BM25 is excellent for exact keyword queries (“PostgreSQL connection pool”, “rate limit error”). But it misses conceptual matches:
| Query | BM25 alone | Hybrid (BM25 + vector) |
|---|---|---|
| “how do agents share state?” | Misses “Shared Memory” doc | Matches via semantic similarity |
| “memory architecture” | Finds docs with those exact words | Also finds “Cognitive Memory Model” |
| “BM25 ranking” | Works perfectly | Works perfectly (BM25 still contributes) |
Hybrid search combines both signals using Reciprocal Rank Fusion (RRF), so keyword precision isn’t lost — it’s augmented.
How It Works
- At ingest time: Each document is embedded into a 384-dimensional vector using BGE-small-en-v1.5 (local ONNX, no cloud API)
- At query time: The query is embedded, then both BM25 and HNSW vector search run in parallel
- Fusion: Results are merged via RRF (
score = Σ 1/(k + rank)) with k=60, combining keyword and semantic signals
The vector index is stored inside the .mv2 file alongside the Tantivy
BM25 index — no separate database or service.
Setup
1. Install with hybrid feature
cargo install --path . --features hybrid
This pulls in ONNX Runtime and the HNSW library. Build time is longer than the default BM25-only build.
2. Download the embedding model
The BGE-small-en-v1.5 model files (~34MB total) must be present locally:
mkdir -p ~/.cache/memvid/text-models
curl -L -o ~/.cache/memvid/text-models/bge-small-en-v1.5.onnx \
https://huggingface.co/BAAI/bge-small-en-v1.5/resolve/main/onnx/model.onnx
curl -L -o ~/.cache/memvid/text-models/bge-small-en-v1.5_tokenizer.json \
https://huggingface.co/BAAI/bge-small-en-v1.5/resolve/main/tokenizer.json
3. Re-index to build vector index
Existing .mv2 files only have BM25 data. Delete the cache to force
a full re-ingest with embeddings:
rm -rf ~/.cache/kb-mcp/ # or ~/Library/Caches/kb-mcp/ on macOS
kb-mcp list-sections # triggers re-ingest with vectors
Usage
No changes to your queries. The search tool automatically uses hybrid
mode when compiled with the feature. Agents get better results without
knowing about search modes.
# These work the same — but with hybrid, conceptual matches are found
kb-mcp search --query "how do agents share state?"

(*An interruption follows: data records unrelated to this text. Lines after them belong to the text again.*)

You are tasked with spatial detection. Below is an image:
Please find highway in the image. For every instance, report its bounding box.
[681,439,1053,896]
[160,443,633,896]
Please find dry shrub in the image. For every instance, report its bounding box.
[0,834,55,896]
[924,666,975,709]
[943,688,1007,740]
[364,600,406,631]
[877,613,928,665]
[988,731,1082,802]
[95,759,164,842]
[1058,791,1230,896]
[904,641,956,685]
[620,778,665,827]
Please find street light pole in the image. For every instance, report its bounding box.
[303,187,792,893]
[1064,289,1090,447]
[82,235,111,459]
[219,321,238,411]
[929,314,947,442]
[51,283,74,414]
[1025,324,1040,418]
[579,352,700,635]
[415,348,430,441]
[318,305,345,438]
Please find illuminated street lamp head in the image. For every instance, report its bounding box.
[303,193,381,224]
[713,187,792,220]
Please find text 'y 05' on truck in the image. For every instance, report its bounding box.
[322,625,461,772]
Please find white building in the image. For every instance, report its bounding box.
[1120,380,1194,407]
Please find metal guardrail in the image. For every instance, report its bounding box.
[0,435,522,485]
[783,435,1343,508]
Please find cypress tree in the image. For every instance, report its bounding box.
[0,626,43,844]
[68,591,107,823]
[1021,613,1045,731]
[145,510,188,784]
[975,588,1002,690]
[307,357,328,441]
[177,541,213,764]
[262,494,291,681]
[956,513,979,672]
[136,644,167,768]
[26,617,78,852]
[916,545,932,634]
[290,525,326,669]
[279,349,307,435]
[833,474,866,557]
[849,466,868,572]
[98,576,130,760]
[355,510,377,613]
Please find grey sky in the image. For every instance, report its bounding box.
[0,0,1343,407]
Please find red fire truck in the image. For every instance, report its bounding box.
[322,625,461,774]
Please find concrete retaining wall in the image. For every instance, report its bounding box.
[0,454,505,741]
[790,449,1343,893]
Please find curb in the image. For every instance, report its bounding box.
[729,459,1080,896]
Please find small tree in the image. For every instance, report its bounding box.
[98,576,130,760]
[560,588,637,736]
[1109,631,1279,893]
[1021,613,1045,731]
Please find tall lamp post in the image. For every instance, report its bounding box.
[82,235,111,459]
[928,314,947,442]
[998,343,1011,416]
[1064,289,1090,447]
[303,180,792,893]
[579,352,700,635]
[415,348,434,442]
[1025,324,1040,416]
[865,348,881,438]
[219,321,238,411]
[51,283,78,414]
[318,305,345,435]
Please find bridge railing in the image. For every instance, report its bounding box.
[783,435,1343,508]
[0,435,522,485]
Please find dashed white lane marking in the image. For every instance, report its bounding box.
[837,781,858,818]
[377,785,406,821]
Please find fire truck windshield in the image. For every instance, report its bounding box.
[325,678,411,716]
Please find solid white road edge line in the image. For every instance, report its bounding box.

kb-mcp search --query "memory architecture" --collection vault
Default Build (No Hybrid)
If you don’t need vector search, the default build stays lightweight:
cargo install --path . # BM25 only, no ONNX dependency
The same search queries work — they just use BM25 keyword matching without the vector similarity signal.
Technical Details
- Model: BGE-small-en-v1.5 (BAAI), 384 dimensions
- Index: HNSW graph (brute-force below 1000 vectors)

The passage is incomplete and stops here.